TB or Not TB：基于覆盖率驱动的直接偏好优化用于Verilog激励生成 (TB or Not TB: Coverage-Driven Direct Preference Optimization for Verilog Stimulus Generation)

With the rapid advancement of Large Language Models (LLMs), there is growing interest in applying them to hardware design and verification. Among these stages, design verification remains the most time-consuming and resource-intensive phase, where generating effective stimuli for the design under test (DUT) is both critical and labor-intensive. We present {\it TB or not TB}, a framework for automated stimulus generation using LLMs fine-tuned through Coverage-Driven Direct Preference Optimization (CD-DPO). To enable preference-based training, we introduce PairaNet, a dataset derived from PyraNet that pairs high- and low-quality testbenches labeled using simulation-derived coverage metrics. The proposed CD-DPO method integrates quantitative coverage feedback directly into the optimization objective, guiding the model toward generating stimuli that maximize verification coverage. Experiments on the CVDP CID12 benchmark show that {\it TB or not TB} outperforms both open-source and commercial baselines, achieving up to 77.27\% improvement in code coverage, demonstrating the effectiveness of Coverage-driven preference optimization for LLM-based hardware verification.

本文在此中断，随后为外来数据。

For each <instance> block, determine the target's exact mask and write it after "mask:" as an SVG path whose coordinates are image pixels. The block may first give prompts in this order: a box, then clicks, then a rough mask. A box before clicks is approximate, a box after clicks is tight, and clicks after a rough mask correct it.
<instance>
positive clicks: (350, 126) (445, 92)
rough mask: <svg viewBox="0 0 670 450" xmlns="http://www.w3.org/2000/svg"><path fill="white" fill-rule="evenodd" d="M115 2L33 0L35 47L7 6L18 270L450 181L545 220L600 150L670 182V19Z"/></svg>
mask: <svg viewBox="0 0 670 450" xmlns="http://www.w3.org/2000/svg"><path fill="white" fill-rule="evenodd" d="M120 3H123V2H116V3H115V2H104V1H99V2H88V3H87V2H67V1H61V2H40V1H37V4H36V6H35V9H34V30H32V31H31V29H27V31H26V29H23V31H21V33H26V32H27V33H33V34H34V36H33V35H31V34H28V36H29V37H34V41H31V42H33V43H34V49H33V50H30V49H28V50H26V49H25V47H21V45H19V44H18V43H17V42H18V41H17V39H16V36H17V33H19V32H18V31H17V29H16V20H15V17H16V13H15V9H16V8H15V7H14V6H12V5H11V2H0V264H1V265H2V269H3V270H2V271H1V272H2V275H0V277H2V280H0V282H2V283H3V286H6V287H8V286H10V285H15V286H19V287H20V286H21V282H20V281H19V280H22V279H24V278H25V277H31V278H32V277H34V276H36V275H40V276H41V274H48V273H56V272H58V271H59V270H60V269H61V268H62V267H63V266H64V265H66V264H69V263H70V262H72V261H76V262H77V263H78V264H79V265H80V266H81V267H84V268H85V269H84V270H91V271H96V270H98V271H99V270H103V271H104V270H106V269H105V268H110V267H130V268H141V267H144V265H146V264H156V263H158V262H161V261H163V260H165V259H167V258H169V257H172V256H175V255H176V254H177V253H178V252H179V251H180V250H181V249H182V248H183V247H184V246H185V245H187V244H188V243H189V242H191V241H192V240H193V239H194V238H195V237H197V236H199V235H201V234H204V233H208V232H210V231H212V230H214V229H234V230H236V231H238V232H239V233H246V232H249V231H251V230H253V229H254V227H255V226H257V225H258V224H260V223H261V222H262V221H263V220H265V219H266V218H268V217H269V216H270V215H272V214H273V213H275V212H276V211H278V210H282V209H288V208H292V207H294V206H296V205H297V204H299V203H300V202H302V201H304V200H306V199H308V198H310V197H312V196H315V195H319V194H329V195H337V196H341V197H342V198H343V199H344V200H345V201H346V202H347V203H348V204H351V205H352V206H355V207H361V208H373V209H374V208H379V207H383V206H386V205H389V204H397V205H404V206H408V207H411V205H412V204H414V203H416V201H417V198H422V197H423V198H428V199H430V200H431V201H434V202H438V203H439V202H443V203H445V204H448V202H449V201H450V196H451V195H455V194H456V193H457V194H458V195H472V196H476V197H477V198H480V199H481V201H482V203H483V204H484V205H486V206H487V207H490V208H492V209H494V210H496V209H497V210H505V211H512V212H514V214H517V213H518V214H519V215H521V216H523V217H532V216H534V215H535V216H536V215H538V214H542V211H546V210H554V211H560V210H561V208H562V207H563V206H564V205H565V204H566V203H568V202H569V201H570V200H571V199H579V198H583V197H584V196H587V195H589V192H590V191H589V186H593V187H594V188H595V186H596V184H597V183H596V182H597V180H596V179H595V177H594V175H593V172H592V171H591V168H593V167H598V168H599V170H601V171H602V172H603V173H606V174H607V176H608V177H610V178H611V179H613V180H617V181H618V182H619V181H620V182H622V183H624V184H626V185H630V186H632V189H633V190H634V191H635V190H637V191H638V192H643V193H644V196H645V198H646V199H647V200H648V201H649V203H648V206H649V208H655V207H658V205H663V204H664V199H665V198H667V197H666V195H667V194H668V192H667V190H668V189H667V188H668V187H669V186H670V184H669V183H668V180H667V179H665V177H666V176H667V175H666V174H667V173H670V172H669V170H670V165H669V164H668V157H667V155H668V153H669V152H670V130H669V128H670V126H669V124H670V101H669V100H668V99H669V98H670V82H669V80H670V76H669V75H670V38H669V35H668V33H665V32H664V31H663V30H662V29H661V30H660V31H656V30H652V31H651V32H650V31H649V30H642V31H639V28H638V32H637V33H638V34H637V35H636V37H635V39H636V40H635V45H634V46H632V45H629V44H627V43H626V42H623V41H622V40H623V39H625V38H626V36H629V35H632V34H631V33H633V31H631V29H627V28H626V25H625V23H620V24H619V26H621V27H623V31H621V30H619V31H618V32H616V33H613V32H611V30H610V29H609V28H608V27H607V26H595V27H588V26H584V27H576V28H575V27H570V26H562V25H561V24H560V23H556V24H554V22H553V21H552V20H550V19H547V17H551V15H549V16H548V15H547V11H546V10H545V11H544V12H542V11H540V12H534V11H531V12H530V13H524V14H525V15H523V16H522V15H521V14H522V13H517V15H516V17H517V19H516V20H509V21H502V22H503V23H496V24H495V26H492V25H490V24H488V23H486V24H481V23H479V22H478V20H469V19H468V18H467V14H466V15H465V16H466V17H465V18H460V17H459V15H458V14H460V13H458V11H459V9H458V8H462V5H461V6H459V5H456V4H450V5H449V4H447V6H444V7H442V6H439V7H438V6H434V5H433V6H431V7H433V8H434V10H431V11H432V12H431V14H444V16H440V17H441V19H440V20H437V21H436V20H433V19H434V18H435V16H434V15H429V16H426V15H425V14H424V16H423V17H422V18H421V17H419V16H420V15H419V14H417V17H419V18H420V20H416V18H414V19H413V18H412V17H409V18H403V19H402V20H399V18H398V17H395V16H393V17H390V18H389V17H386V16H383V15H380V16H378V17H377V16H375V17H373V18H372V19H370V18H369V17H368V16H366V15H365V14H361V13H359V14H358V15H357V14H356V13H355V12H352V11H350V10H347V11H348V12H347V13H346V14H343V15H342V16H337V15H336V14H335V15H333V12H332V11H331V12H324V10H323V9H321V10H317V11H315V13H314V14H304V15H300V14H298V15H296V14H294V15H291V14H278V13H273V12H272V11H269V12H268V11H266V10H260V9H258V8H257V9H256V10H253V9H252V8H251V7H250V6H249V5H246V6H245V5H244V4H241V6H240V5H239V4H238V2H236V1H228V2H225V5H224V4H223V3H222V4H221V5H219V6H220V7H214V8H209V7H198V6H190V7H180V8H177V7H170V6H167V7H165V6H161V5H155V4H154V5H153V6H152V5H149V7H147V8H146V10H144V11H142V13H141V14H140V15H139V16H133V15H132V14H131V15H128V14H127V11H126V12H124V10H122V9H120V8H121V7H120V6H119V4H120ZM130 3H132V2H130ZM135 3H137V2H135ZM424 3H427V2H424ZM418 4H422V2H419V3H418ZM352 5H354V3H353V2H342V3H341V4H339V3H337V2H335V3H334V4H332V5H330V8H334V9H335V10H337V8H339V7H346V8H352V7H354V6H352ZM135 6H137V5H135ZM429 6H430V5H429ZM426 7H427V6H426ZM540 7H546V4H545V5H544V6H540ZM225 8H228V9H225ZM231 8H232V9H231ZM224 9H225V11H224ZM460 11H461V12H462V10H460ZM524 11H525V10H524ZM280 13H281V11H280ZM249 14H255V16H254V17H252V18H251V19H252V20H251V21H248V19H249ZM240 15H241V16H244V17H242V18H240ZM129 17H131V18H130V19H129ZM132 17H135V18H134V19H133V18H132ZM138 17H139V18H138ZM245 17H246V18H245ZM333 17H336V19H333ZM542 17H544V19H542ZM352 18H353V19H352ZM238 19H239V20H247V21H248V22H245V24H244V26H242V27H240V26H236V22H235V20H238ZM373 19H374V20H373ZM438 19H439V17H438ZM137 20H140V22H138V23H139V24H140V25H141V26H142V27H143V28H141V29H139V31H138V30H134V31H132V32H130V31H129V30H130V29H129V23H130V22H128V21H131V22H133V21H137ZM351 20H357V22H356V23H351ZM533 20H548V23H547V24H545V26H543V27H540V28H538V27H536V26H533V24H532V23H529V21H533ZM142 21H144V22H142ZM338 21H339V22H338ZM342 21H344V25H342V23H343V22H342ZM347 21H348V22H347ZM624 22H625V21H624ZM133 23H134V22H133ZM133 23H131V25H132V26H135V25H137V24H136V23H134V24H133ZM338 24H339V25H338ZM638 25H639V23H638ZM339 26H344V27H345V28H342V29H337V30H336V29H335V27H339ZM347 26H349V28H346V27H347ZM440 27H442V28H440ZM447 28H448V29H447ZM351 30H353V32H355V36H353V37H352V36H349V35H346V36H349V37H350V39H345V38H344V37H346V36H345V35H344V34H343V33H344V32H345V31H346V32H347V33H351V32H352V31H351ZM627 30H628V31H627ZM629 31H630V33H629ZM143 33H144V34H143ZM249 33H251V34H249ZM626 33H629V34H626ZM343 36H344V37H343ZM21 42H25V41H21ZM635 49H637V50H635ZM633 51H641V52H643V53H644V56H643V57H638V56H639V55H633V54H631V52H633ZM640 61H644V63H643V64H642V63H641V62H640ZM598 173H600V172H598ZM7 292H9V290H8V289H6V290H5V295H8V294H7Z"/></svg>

翻译：随着大语言模型（LLMs）的快速发展，将其应用于硬件设计与验证领域的兴趣日益增长。在这些阶段中，设计验证仍是最耗时且资源密集的环节，而为待测设计（DUT）生成有效的激励既是关键任务，也是劳动密集型工作。我们提出了{\it TB or not TB}，一个利用通过覆盖率驱动的直接偏好优化（CD-DPO）微调的LLMs实现自动化激励生成的框架。为支持基于偏好的训练，我们引入了PairaNet数据集，该数据集源自PyraNet，包含使用仿真衍生的覆盖率指标标注的高质量与低质量测试平台对。所提出的CD-DPO方法将定量覆盖率反馈直接整合到优化目标中，引导模型生成能最大化验证覆盖率的激励。在CVDP CID12基准测试上的实验表明，{\it TB or not TB}在代码覆盖率上实现了高达77.27%的提升，优于开源和商业基线，证明了覆盖率驱动的偏好优化在基于LLM的硬件验证中的有效性。